One of the more challenging tasks as an architect is explaining to clients why the construction bids came in over their budget. It’s never a comfortable discussion, but one I have had many times. This occurred on our latest project, except it wasn’t a client’s project. You guessed it–it was our new office. This is the first time I’ve been on the receiving end of this bad news. To make it more interesting, the cost wasn’t just 5-10% over budget, it was almost 50% over budget. I anticipated costs being high, but not this much. I said to myself, “It’s going to cost what?”
The bid came in around 10 am on a Thursday. Honestly, the rest of the day was a blur. I was in such a state of shock that I don’t remember working on anything else. Our sympathetic loan officer, Karen, brought some pizza to help us process the news. While we ate, we took a hard look at the bid to see if there were simple ways to cut costs. Since I review bids regularly, I looked to the big-ticket items first.
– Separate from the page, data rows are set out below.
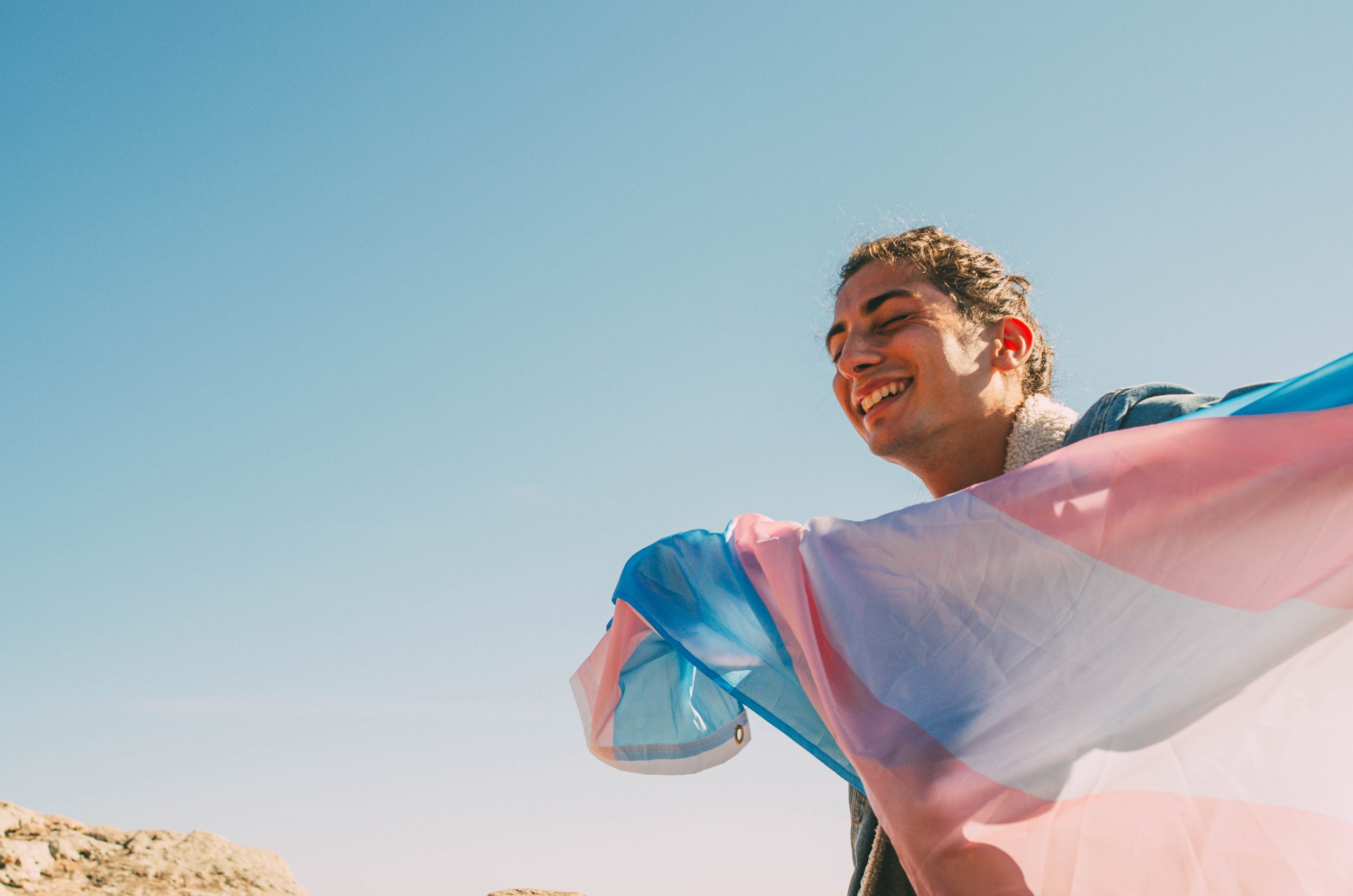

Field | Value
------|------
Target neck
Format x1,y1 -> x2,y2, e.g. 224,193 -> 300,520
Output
903,407 -> 1017,498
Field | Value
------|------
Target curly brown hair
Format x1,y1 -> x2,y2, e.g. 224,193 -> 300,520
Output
836,226 -> 1053,395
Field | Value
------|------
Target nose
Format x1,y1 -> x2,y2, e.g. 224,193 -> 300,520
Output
836,335 -> 884,379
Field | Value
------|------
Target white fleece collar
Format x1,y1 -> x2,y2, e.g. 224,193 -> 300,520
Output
1005,395 -> 1076,472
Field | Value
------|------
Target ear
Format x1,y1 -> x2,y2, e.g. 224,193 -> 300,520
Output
991,316 -> 1034,371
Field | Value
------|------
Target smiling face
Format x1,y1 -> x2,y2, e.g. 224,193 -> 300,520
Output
827,261 -> 1028,494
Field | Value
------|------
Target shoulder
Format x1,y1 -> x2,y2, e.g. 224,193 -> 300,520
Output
1062,383 -> 1268,445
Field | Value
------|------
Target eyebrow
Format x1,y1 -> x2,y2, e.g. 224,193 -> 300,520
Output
824,290 -> 918,354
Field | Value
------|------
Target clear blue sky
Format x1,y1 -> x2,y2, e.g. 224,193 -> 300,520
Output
0,2 -> 1353,896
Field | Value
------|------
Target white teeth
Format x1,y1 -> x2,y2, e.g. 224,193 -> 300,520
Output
859,380 -> 906,414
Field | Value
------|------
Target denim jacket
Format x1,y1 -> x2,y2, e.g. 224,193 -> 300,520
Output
847,383 -> 1268,896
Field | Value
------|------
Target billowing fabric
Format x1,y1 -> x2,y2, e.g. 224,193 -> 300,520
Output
573,356 -> 1353,896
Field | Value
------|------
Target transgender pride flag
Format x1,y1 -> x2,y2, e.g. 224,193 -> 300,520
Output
572,356 -> 1353,896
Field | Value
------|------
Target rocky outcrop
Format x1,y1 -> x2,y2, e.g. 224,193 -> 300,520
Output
0,802 -> 309,896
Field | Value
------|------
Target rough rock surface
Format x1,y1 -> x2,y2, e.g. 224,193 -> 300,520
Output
0,802 -> 309,896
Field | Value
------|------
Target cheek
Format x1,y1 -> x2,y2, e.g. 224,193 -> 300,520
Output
832,374 -> 850,414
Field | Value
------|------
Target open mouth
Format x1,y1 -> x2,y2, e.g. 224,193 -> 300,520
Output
859,379 -> 912,416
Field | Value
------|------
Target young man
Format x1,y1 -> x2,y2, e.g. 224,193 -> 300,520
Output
827,227 -> 1262,896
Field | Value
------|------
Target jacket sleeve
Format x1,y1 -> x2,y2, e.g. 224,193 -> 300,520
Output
1062,383 -> 1269,445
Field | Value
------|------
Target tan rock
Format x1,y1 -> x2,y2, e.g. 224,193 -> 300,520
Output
0,802 -> 309,896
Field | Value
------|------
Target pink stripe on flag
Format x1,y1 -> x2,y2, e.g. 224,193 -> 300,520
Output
968,792 -> 1353,896
970,406 -> 1353,610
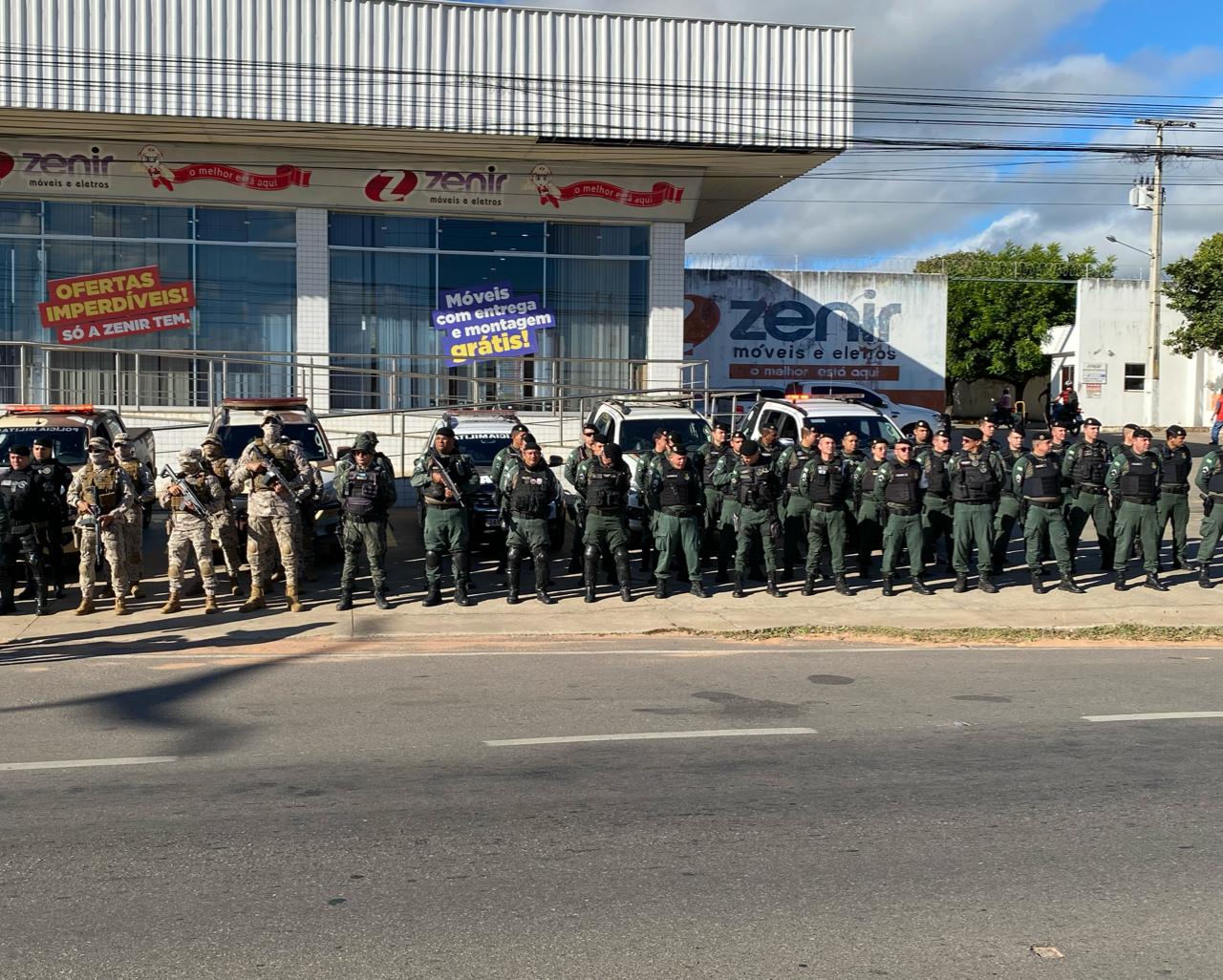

But the question staring me in the face was how do you cut 50% of the project and retain the essence of the project? This was going to take some bigger thinking.
Unfortunately, the answer was redesign. It was hard to let go of the original design, but there were no simple ways to bring the costs within our budget. So we broke out the sketch paper and printed all the previous concepts. Figuring out how we got to where we were helped focus us. Fortunately, we had some earlier schemes that looked like we could adapt. Times like these really bring us to the core design to find what is critical and what is not.
We have finished the redesign and it’s much simpler than our original plans. We are in the process of getting revised bids and hopefully (fingers crossed), the numbers will be within our budget. While it was a stressful couple weeks, it has been a good experience. I definitely have a better understanding of the stress our clients go through.